Longsuffering is said to be a fruit of the Spirit, that is, it is the result of having the teaching of the Spirit in one’s heart. In this context Paul admonishes, (Galatians 5:25), “If we live in the Spirit, let us also walk in the Spirit.” That is, live the life dictated by the Spirit, absorbing His qualities.

No greater demonstration of longsuffering can be found than that shown by God toward man. But we must understand that His longsuffering has a limit. Consider the flood, Sodom and Gomorrah, the Jews’ rebellion in the wilderness, the Babylonian captivity. It is difficult to understand how God has tolerated the foolishness and the utter nonsense of the human race since the beginning of time: rebellion, idolatry, immorality, cruelty, etc.
Short-temperedness is a common trait of some persons. It is the opposite of longsuffering. Controlling it will stand one in good stead in all areas of life: in the home, in the neighborhood, in the work place, on the streets, and certainly in the church. While all Christians are to be longsuffering, it develops to higher degrees as one matures in age and knowledge. Longsuffering would prevent all-night business meetings, many church splits, and words that never should have been spoken. It would prevent harsh judgments of actions that spring from immaturity and/or a lack of knowledge of all the facts. A lack of longsuffeing is manifested by ascribing to others bad motives when we may have misinterpreted actions or words. A lack of longsuffering is shown when we have a short fuse that causes us to say and do things in retaliation to others. The Hebrew writer says, “For ye have need of patience, that, after ye have done the will of God, ye might receive the promise“(Hebrews 10:36). This implies that we can lose the promise by impatience.
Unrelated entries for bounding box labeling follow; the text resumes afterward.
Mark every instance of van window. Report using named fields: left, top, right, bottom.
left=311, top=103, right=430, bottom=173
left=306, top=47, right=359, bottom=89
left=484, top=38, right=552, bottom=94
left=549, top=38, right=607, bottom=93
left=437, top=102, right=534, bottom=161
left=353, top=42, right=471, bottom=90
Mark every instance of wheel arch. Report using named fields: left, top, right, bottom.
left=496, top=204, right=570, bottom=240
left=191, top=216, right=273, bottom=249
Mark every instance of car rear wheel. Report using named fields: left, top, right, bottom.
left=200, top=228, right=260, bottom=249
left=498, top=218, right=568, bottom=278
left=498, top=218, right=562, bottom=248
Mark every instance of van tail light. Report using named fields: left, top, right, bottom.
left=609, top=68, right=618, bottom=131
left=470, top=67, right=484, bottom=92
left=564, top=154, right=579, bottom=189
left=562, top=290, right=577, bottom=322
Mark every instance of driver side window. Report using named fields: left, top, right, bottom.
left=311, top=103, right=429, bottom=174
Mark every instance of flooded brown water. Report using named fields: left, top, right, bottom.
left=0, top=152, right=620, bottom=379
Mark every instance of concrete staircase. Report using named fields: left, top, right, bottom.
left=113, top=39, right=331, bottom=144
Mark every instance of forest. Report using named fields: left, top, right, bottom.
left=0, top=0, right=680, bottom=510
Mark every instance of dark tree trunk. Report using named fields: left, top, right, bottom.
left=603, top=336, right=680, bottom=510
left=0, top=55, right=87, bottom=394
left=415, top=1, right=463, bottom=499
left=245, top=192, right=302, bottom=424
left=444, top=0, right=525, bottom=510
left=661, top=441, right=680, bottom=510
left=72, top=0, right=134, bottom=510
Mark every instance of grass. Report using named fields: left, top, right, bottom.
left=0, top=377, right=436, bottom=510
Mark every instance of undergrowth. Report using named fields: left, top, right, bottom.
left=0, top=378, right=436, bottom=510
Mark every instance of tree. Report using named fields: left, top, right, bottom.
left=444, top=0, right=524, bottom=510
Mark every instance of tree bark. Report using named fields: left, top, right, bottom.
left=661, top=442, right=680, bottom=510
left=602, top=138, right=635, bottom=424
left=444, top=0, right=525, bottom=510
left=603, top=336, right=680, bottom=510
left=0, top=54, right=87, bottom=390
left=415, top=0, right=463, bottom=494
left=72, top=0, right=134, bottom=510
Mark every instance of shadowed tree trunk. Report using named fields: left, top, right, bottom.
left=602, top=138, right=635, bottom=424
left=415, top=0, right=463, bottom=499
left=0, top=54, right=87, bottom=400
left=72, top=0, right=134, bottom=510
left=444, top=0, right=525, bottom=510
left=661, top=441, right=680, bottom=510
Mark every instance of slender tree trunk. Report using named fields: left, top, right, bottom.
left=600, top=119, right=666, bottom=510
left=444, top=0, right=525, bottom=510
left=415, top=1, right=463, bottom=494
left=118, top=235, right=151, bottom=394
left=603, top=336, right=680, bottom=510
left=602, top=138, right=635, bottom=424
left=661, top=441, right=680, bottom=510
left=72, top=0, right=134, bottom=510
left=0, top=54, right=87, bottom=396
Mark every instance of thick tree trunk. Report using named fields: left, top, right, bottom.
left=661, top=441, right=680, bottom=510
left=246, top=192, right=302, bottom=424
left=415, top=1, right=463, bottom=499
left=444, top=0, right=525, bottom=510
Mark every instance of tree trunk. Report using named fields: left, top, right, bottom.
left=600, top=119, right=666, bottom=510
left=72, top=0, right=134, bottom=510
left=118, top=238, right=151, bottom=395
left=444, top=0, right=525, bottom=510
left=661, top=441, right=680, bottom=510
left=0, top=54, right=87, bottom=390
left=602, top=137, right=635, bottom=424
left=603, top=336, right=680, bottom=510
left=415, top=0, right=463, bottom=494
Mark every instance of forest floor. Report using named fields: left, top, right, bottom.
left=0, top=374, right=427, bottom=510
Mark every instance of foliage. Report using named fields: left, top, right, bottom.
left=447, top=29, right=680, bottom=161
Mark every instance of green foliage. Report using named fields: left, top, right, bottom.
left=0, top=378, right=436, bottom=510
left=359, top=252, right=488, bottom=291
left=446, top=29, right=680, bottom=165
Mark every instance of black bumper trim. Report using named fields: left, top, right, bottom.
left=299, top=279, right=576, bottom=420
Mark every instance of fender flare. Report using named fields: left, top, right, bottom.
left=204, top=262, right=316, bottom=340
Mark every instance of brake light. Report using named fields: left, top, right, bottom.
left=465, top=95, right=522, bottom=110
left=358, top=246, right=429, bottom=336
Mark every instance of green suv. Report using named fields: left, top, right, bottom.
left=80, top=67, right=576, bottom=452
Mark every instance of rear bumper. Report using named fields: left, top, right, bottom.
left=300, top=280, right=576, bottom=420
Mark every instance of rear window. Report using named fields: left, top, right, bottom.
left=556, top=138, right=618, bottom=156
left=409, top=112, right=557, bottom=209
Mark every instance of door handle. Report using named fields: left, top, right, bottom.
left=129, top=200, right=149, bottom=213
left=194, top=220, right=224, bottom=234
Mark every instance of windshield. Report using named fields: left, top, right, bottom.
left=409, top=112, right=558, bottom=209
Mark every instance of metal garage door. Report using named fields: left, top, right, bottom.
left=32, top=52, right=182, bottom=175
Every local church is a “mixed bag” of people from various backgrounds and cultures. It also contains people who are on different rungs of the maturity ladder. Longsuffering is necessary to be able to get along where there are differences on many subjects. It is easy for those who are mature to be impatient toward those who are less mature. It may have taken them years to come to their present level of knowledge, but the mature often are not willing to give the immature the same amount of time and study to reach their level of knowledge and understanding. This manifestly is unfair, and lacking in longsuffering. Paul said, (Romans 14:1), “Him that is weak in the faith receive ye, but not to doubtful disputations.” and (Romans 15:1), “We then that are strong ought to bear the infirmities of the weak, and not to please ourselves.” While Paul in this context discusses matters which were indifferent to God, eating meat, keeping days, etc., it remains a fact that there often are doctrinal differences within a congregation. How to handle these involves the scriptures, conscience, attitude, and a willingness to be longsuffering while the issues are studied. It may be necessary, eventually, to break fellowship over certain issues, but that should be the last resort, and should never happen until the matters have been thoroughly studied and truth rejected.

Longsuffering is a fruit of the Spirit, the opposite of it is a work of the flesh. As we contrast the two, it is easy to decide which we want in our lives. Not only is longsuffering essential to living a God-pleasing life, it is also essential to living a happy life. So we can say that it has great promise in the life that now is, and in that which is to come.